Luke Bailey was impressive, if a trifle one-note, as Rolan while Donna Hines although singing up a storm as Grace seemed to be playing her as Tina Turner - as I recall Gloria actually has quite a mellow way of speaking, certainly not as strident as Turner.

On the vocal front, Warren Sollars also seems to have been shown clips from the MARC tv series by his vocal coach so he spoke in a fey, wispy voice - yes Marc had a light voice but there are innumerable clips on YouTube where he is speaking with a harder edge to his voice which one can assume was his normal speaking tone.  Apart from that I thought he gave a good performance - it must be difficult to play Marc Bolan when practically everyone who comes to the show will know his vocals and mannerisms backwards.


It's also at times a stretch to fit the T.Rex songs into the show structure - yes they can be used for onstage performance scenes - but how to use them in the accepted sense of a musical: to heighten an emotional moment while keeping the story moving.  How do you do that with "Telegram Sam" or "Chrome Sitar"?  Bolan was such an idiosyncratic lyricist that it's must have been a struggle and for the emotional high spot of the show - Bolan singing to baby Rolan - they are left with "To Know Him Is To Love Him", a 1958 song that Bolan covered with Gloria Jones.

But I liked the use of "Cosmic Dancer" as an imagined duet between Marc and Rolan, "Teenage Dream" was sung by Gloria, Rolan, June and Tony Visconti charting Bolan's decline - it reminded me more than a touch of "Out Of Fashion" from TABOO - and "Dandy In The Underworld" was reserved for the climax of the show although again it's lyrical content hardly makes it a natural tearjerker.

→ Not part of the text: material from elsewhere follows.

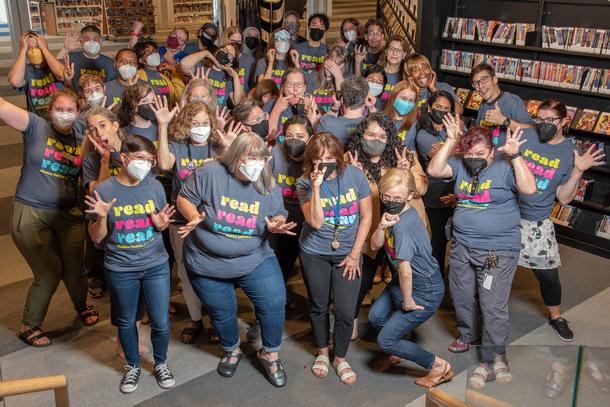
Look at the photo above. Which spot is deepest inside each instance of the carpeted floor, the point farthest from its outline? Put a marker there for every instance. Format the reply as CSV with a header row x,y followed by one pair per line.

Of course there was the obligatory megamix at the end but I happily clapped along and belted out Marc's Glam hits... it was his time, it was mine too.

Could it take a West End run?  Possibly, with a bit more money thrown at it and a major recast of the woeful Lucy Sinclair who played June Child with a voice like nails down a blackboard.  If musical obits like THE BODYGUARD and WE WILL ROCK YOU can find an audience, surely 20th CENTURY BOY stands a chance.